New Love, New Love, New Love - JUNE 3 2013

New Love, New Love, New Love - JUNE 3 2013

JUNE 3 2013

I feel that I should tell the world that my blog is about to make a significant shift. The word love is such a big word. It encompasses so many things and can mean so many different ideas.

When I began writing for all the world to see, I felt that I needed to get my story out there. I wanted women like me to know they were not alone. They were not the only women to feel rejected or annoyed by a love that never got off the ground.

Today, my story is different. I feel that my entire adult life has been in search of a match. Someone who gets me without effort.
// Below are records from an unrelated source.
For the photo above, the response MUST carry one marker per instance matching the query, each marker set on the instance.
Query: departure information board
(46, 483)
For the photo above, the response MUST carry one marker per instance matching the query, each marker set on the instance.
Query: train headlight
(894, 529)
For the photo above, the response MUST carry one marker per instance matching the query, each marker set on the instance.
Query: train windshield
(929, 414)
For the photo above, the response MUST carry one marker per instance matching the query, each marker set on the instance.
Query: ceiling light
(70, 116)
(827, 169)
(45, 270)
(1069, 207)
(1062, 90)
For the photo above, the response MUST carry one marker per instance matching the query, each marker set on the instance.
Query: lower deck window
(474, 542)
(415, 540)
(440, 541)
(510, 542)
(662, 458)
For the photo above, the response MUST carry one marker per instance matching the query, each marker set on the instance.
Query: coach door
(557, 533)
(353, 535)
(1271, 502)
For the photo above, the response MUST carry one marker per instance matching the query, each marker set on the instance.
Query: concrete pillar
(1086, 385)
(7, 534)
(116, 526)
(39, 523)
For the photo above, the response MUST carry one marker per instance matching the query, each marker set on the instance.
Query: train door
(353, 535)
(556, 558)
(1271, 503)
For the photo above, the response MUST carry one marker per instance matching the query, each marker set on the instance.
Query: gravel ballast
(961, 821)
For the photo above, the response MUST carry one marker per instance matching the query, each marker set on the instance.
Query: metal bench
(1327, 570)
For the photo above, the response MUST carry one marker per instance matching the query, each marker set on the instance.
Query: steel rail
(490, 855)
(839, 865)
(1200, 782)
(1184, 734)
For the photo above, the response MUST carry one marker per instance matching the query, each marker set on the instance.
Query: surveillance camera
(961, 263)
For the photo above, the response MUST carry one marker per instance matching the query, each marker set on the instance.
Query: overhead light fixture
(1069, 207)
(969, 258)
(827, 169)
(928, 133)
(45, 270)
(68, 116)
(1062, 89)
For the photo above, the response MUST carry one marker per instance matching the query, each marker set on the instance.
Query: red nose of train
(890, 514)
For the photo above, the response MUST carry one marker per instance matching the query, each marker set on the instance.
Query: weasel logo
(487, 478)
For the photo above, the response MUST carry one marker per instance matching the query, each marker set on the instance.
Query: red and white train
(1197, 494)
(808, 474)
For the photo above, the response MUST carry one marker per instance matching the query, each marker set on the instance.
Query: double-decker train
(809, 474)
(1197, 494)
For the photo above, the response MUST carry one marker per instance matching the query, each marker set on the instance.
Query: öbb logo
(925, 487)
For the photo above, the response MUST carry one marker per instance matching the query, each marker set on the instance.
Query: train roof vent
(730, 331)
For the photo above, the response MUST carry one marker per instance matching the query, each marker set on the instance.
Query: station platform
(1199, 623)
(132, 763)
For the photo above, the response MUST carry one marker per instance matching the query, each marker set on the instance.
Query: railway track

Someone who forgives without pause. Someone who loves the way that it is supposed to be. New love is so liberating. It teaches you so much about what you forgot you deserved or wanted or needed.

I was consumed with Willow for so long, and I believe I learned so much from him. Who he was has been part of why I am who I am today. But he was only a chapter in my life, when for so long I thought he was the entire book.

My writings now and ahead will no longer be about my bitter mishaps of who I never could have, but you will begin to learn of the man who is changing my life one day at a time. The quest that so many people search for—I am in the middle of.

I find it painfully and humorously ironic that I had to take my journey all the way from Salt Lake City to New York to Nashville just to find a man from Salt Lake City. What a roundabout way to get to the point. Nice one, God.

You know when you write in your journal or lie awake at night and think of all the things you wished you could find all wrapped up in one person? Well, that person is real. Seriously, I wake up and think, OH MY GOSH. It is like he knew I was coming and here we are.

I could go on, but I won’t at this time. But you should all know those kinds of people exist. The ones who love you without hesitation. The ones who laugh at you when they should and say what needs to be said.

We are built to want to be with another. To feel the connection and bond with someone who will stay forever, who will not judge, who is kind and happy, who is sensitive but tough, and who we can trust.

When you are looking, do not settle. When you feel like giving up, take a deep breath and hold on a little longer. When you need to cry, just cry—but get a hug when you’re done. I am living proof: surprises come when you forget about the problem. I have boarded the flight, y’all, and I am not sure if it will ever come down… (it’s bitter sweet to read these blogs again from 2013. Now in 2025 everything has changed. With 2 kids and being a single mom, my world is nothing like it was but I really do love being reminded of how easy and sweet my relationship used to be with my children’s dad. I don’t regret anything.)